On Fri, Feb 14, 2014 at 02:51:51PM -0800, Ralph Castain wrote:
On Feb 13, 2014, at 11:26 AM, Adrian Reber <firstname.lastname@example.org> wrote:
I tried to implement something like you described. It is not yet event
driven, but before continuing I wanted to get some feedback if it is at
least the right start:
I looked at the other ORTE_OOB_* macros and tried to model my
functionality a bit after what I have seen there. Right now it is still
a simple function which just tries to call ft_event() on all oob
components. Does this look right so far?
Sorry for delay - yes, that looks like the right direction. I would suggest doing it via the current state machine, though, by simply defining another job or proc state in orte/mca/plm/plm_types.h, and then registering a callback function using the orte_state.add_job[proc]_state(state, function to be called, ORTE_ERR_PRI). Then you can activate it by calling ORTE_ACTIVATE_JOB[PROC]_STATE(NULL, state) and it will be handled in the proper order.

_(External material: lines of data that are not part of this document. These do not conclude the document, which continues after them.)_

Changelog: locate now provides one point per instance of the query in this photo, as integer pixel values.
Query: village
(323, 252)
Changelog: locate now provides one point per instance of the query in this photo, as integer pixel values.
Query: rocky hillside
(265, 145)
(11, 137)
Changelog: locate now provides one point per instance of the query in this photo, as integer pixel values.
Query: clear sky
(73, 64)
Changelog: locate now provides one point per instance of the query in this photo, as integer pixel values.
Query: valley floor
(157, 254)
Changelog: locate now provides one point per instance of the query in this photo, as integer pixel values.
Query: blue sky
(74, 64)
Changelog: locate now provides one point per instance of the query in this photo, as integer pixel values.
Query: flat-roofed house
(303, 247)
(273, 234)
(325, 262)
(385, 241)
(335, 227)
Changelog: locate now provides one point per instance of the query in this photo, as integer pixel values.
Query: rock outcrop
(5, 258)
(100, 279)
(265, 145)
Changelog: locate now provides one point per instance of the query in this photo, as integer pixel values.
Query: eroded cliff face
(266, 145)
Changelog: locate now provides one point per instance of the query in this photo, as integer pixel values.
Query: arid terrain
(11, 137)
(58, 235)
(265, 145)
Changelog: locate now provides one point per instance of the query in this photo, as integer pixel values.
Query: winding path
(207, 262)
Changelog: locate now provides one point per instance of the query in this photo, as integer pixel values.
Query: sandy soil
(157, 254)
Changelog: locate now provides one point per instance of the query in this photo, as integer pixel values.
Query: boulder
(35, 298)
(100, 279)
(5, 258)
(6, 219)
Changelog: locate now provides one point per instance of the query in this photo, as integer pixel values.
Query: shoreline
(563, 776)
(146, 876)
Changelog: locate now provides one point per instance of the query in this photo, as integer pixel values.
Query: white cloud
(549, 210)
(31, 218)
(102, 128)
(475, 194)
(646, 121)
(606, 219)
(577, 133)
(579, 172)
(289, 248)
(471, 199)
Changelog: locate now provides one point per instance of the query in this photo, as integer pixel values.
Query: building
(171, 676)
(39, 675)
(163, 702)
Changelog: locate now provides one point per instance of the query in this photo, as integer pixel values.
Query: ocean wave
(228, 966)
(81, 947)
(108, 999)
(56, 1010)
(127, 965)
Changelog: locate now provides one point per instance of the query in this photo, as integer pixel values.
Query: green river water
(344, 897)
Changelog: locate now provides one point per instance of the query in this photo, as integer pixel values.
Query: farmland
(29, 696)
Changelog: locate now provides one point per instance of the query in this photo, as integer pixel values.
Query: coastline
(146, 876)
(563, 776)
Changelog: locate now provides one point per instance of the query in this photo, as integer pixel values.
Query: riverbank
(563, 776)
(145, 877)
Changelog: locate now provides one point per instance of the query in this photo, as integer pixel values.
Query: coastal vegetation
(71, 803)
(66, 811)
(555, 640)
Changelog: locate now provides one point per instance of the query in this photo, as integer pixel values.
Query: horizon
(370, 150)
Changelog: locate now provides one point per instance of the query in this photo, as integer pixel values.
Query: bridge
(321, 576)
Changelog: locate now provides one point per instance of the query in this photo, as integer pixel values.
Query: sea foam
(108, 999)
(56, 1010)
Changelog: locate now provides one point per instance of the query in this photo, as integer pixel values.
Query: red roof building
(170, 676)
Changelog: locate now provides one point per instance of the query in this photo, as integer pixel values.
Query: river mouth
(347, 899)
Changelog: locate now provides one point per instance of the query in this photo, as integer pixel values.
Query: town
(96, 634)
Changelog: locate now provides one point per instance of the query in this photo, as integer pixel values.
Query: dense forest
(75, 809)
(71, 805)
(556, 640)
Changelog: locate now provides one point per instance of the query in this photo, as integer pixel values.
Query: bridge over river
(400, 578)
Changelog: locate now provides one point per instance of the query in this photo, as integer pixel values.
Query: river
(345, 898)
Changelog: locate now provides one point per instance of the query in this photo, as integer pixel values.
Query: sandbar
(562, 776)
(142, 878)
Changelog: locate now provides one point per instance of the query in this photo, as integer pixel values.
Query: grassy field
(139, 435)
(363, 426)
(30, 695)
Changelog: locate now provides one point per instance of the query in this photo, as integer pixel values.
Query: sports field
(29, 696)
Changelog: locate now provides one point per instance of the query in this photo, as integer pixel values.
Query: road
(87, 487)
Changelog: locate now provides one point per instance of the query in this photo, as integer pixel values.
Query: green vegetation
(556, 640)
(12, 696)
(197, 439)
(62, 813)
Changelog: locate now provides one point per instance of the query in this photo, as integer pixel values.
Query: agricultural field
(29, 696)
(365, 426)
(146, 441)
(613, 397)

What is a job/proc in the Open MPI context.
A "job" is the entire application, while a "proc" is just one process in that application. In this case you could use either one as you are checkpointing the entire job, but all this activity is occurring inside each proc. So I'd suggest defining it as a proc state since it only really involves local actions.
If you like, I can define the required code in the trunk and let you fill in the event functionality.